L’attualità delle Idee per il lavoro che l’autrice intende sottolineare è proprio in questo spirito fuori schema, libero e moderno, in grado di inserire i temi in contesti comparati (impensabile allora per le anguste prospettive del provincialissimo e polveroso giuridicismo italiano).
Dignità dei lavoratori - e inevitabile asimmetria nel gioco delle forze tra capitale e lavoro - ma approccio sempre riformista, laddove ciò significhi pragmatismo e flessibilità interpretativa. Cosa che farà dire a Giugni che, ad esempio, i diritti quesiti, il must su cui per decenni era rimasta ancorata la dottrina sulla previdenza e sul pubblico impiego, erano una finzione, fonte di privilegi in netto contrasto con «l’idea di combattere le diseguaglianze» e con la volontà di «costruire tutele intorno alle condizioni reali dei destinatari, in una visione ampia della subordinazione». E chissà cosa avrebbe detto oggi Giugni della gig economy o del lavoro governato dall’algoritmo delle piattaforme digitali?
Giugni esercitò il suo particolare riformismo anche quando si batté per il superamento del collocamento pubblico e delle sue anacronistiche inefficienze. Scrive Sciarra: «Il pensiero riformatore, niente affatto appiattito su posizioni assistenziali, è orientato a promuovere i valori della cultura industriale in un quadro di ammodernamento complessivo delle regole che governano l’incontro tra domanda e offerta nel mercato del lavoro».
E quanto sia moderno e scomodo quell’approccio lo si vede bene oggi al tempo degli altrettanto anacronistici navigator. Il vero capolavoro fu l’esperienza nel Governo Ciampi da ministro del Lavoro, artefice della stagione della concertazione. Una convergenza di sensibilità e saperi che portò, in supplenza alla politica, il Paese fuori dall’inflazione, dall’ignominia di Tangentopoli e dal rischio di default. Un tempo da orlo del baratro, come è oggi questo della pandemia. Non a caso anche tra i sindacalisti c’è chi ora evoca l’esperimento e il metodo ciampiano (con Giugni ispiratore): è stata l’accortezza delle parti sociali, ad esempio, a evitare il conflitto tra salute e lavoro con la messa a punto dei protocolli per la ripartenza in sicurezza.
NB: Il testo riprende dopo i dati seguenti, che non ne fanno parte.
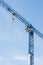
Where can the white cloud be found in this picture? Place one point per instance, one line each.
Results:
(2, 58)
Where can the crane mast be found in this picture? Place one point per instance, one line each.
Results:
(29, 28)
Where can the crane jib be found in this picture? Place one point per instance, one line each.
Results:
(18, 16)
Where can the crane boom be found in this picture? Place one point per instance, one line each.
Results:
(18, 16)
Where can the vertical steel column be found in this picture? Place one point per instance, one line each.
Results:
(31, 47)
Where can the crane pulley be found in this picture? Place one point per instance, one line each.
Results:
(29, 28)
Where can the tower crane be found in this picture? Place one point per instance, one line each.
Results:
(29, 28)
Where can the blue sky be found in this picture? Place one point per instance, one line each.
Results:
(14, 44)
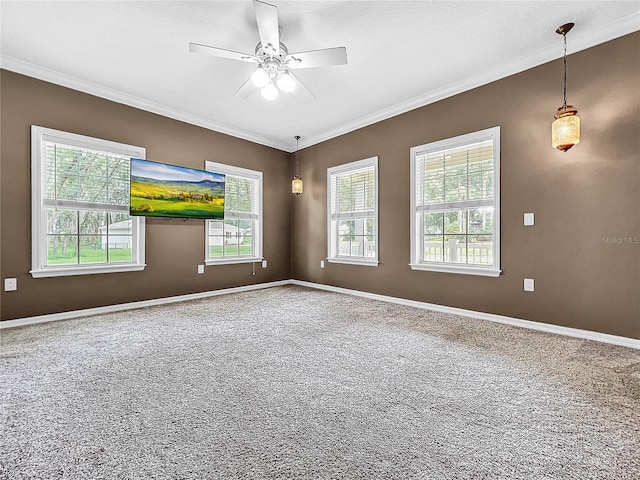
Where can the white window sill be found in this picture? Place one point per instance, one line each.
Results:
(231, 260)
(354, 261)
(86, 270)
(463, 270)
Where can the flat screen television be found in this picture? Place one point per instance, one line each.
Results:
(162, 190)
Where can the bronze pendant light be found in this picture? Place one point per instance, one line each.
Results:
(565, 129)
(296, 183)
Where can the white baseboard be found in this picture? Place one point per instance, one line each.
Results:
(543, 327)
(19, 322)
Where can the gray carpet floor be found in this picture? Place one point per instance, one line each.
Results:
(294, 383)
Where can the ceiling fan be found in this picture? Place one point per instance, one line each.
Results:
(274, 62)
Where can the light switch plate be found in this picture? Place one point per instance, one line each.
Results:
(529, 285)
(10, 284)
(529, 219)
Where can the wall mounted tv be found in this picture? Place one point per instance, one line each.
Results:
(162, 190)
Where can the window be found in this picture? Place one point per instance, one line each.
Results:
(80, 206)
(237, 238)
(455, 204)
(352, 196)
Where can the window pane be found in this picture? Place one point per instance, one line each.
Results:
(481, 220)
(433, 223)
(91, 250)
(62, 221)
(480, 250)
(62, 249)
(120, 237)
(433, 249)
(454, 248)
(455, 221)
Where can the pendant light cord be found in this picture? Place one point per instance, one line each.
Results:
(297, 148)
(564, 36)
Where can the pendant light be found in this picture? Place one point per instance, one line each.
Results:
(296, 183)
(565, 129)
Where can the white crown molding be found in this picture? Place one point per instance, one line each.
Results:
(516, 322)
(52, 76)
(579, 42)
(542, 327)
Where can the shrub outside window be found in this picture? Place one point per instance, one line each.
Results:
(352, 196)
(80, 206)
(238, 237)
(455, 204)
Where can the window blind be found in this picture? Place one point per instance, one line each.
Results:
(85, 179)
(242, 198)
(460, 177)
(353, 193)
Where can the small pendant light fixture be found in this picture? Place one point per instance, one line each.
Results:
(565, 129)
(296, 183)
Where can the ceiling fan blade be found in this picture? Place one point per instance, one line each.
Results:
(301, 92)
(267, 20)
(245, 90)
(221, 53)
(317, 58)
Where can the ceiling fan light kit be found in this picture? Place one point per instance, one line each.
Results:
(273, 73)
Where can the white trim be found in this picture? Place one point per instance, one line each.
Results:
(42, 73)
(232, 260)
(257, 232)
(40, 135)
(516, 322)
(354, 261)
(87, 269)
(452, 268)
(20, 322)
(332, 235)
(471, 138)
(580, 41)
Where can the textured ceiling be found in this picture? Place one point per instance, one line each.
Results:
(401, 54)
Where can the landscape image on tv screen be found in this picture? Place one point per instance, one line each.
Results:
(162, 190)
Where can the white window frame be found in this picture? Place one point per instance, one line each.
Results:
(333, 255)
(416, 262)
(257, 234)
(39, 268)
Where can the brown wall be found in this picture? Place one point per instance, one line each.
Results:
(580, 198)
(173, 249)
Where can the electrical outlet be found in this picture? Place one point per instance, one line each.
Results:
(529, 219)
(10, 284)
(528, 285)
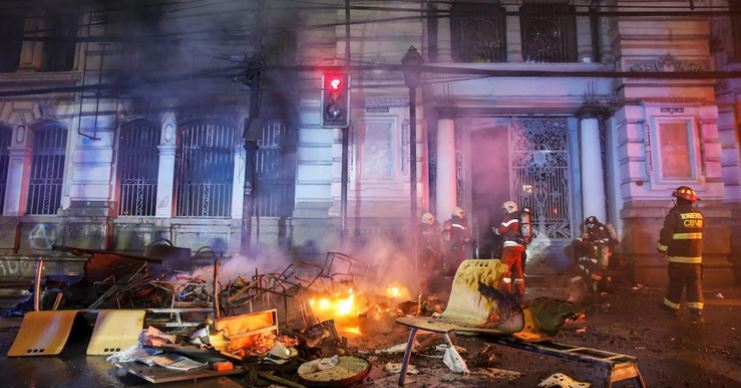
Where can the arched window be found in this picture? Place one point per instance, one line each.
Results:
(204, 169)
(479, 32)
(47, 168)
(548, 33)
(6, 133)
(138, 165)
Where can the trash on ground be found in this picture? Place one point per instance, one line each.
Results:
(497, 373)
(560, 380)
(453, 360)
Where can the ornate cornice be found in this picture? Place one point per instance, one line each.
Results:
(668, 63)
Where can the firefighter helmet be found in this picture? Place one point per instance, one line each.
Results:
(510, 206)
(458, 211)
(428, 218)
(686, 193)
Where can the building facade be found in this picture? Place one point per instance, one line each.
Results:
(118, 170)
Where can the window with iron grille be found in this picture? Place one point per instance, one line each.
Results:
(59, 48)
(735, 8)
(6, 133)
(275, 170)
(204, 169)
(138, 165)
(548, 33)
(11, 32)
(479, 32)
(47, 168)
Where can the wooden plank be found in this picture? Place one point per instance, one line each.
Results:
(157, 375)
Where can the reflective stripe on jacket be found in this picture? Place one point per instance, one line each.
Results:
(681, 236)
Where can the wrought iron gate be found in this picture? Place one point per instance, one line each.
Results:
(6, 133)
(276, 164)
(205, 169)
(47, 168)
(540, 175)
(138, 166)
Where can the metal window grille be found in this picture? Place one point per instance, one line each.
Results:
(138, 165)
(205, 169)
(479, 32)
(548, 33)
(6, 133)
(540, 171)
(47, 168)
(11, 31)
(59, 50)
(276, 166)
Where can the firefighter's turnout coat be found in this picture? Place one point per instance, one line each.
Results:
(681, 241)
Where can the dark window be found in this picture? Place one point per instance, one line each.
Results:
(276, 165)
(548, 33)
(138, 165)
(59, 48)
(6, 133)
(478, 32)
(47, 168)
(11, 32)
(735, 8)
(204, 169)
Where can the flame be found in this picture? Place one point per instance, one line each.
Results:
(334, 308)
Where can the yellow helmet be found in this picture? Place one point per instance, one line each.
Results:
(458, 211)
(428, 218)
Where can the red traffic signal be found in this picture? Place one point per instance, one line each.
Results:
(335, 100)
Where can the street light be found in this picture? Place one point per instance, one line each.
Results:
(412, 62)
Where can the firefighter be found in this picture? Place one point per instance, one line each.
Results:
(681, 241)
(429, 243)
(512, 250)
(594, 250)
(457, 236)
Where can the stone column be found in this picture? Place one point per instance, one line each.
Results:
(444, 36)
(514, 35)
(592, 171)
(166, 172)
(446, 182)
(19, 166)
(583, 37)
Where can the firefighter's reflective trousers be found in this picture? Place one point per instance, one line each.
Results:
(683, 275)
(512, 256)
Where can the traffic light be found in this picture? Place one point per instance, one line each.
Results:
(335, 100)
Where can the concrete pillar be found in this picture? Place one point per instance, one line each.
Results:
(166, 172)
(514, 35)
(238, 182)
(592, 171)
(444, 36)
(446, 182)
(19, 167)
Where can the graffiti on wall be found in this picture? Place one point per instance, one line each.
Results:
(17, 266)
(42, 237)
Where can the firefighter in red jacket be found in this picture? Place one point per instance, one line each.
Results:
(681, 241)
(512, 250)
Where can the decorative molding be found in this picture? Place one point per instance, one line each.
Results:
(386, 102)
(668, 63)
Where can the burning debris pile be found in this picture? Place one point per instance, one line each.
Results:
(306, 323)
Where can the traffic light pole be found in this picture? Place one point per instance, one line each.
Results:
(345, 138)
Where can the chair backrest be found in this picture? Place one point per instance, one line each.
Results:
(472, 304)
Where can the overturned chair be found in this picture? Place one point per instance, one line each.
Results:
(476, 308)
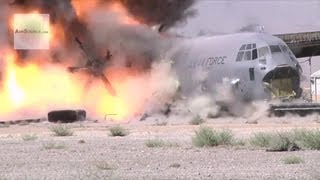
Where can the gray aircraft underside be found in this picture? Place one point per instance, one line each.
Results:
(254, 66)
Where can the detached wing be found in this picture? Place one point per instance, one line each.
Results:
(304, 44)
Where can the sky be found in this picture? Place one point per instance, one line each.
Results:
(277, 17)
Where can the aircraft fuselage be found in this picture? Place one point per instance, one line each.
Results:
(253, 65)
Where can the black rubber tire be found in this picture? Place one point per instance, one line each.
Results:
(66, 116)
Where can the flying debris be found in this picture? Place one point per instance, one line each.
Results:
(94, 67)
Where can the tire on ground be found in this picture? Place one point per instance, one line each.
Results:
(66, 116)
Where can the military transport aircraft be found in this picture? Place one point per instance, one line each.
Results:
(256, 65)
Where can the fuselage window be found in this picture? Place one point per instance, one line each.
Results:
(284, 48)
(254, 46)
(240, 56)
(254, 54)
(248, 46)
(247, 56)
(251, 74)
(275, 49)
(263, 51)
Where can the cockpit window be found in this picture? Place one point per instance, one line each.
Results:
(254, 54)
(240, 56)
(247, 56)
(263, 51)
(275, 49)
(243, 47)
(254, 46)
(284, 48)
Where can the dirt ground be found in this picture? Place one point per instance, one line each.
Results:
(90, 153)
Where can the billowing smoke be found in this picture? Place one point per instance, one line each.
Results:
(167, 12)
(138, 64)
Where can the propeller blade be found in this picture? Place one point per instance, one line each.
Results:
(108, 85)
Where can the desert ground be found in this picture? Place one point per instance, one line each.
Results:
(91, 153)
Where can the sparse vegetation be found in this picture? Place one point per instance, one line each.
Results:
(280, 141)
(308, 139)
(102, 165)
(196, 120)
(61, 130)
(283, 141)
(159, 143)
(239, 142)
(4, 125)
(29, 137)
(261, 139)
(293, 160)
(206, 136)
(118, 131)
(288, 141)
(54, 145)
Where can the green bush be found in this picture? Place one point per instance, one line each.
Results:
(206, 136)
(261, 139)
(61, 130)
(197, 120)
(29, 137)
(118, 131)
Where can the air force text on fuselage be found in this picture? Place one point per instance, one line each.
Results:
(208, 62)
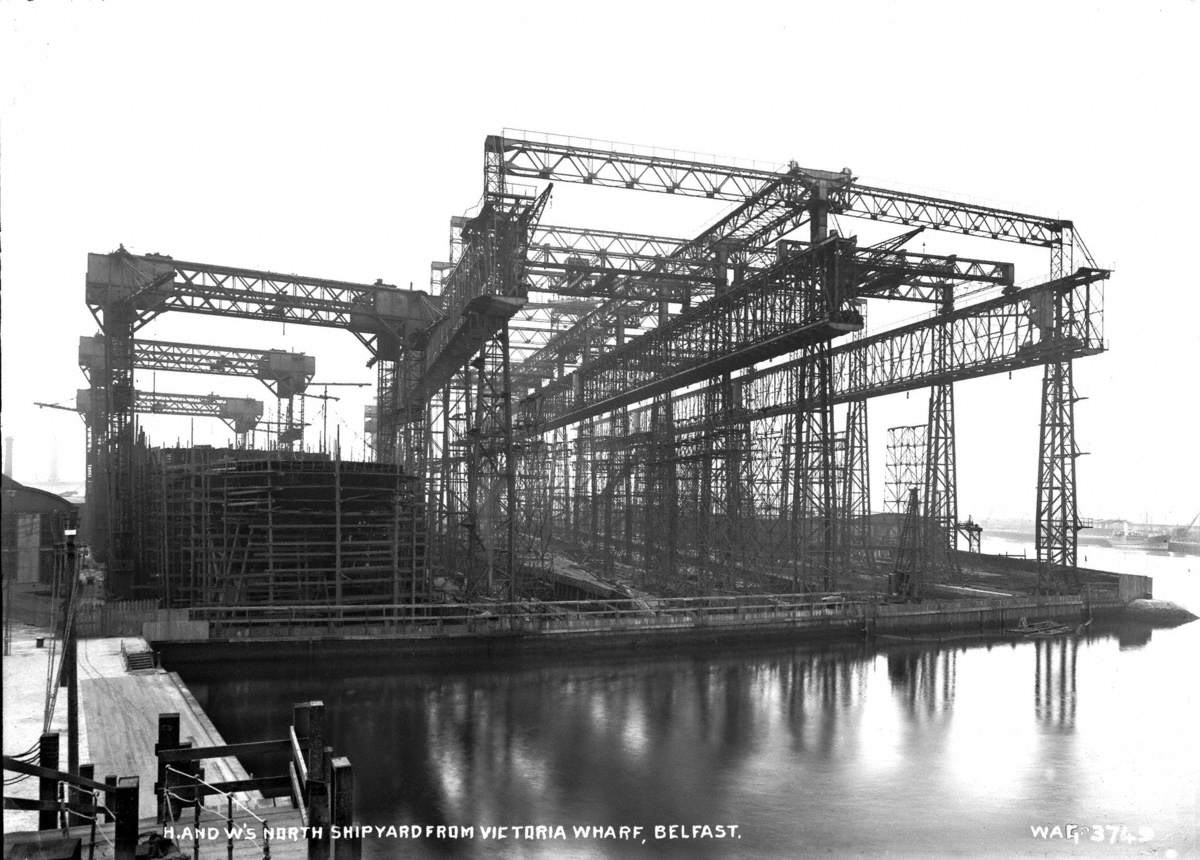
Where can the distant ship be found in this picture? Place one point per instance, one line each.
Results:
(1181, 545)
(1122, 536)
(1140, 541)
Concertazione o meno, non potrebbero non tornare in primo piano - come scrive Sciarra - i temi della produttività e della formazione. Due macro-argomenti in cui la fantasia e il sapere giugniano avrebbero ancora molto da dire: soprattutto perché sono temi regolati e dibattuti da anni, senza però veri risultati. E la controprova è nella produttività stagnante da oltre vent’anni e nella distanza tra le qualifiche chieste dalle imprese e quelle messe sul mercato dal nostro sistema di istruzione-formazione. Forse ciò che manca è quel riformismo improntato a «pragmatismo e cultura istituzionale» che suona ancora una volta rivoluzionario in questa nostra quotidianità scandita da spirito di fazione e dileggio istituzionale.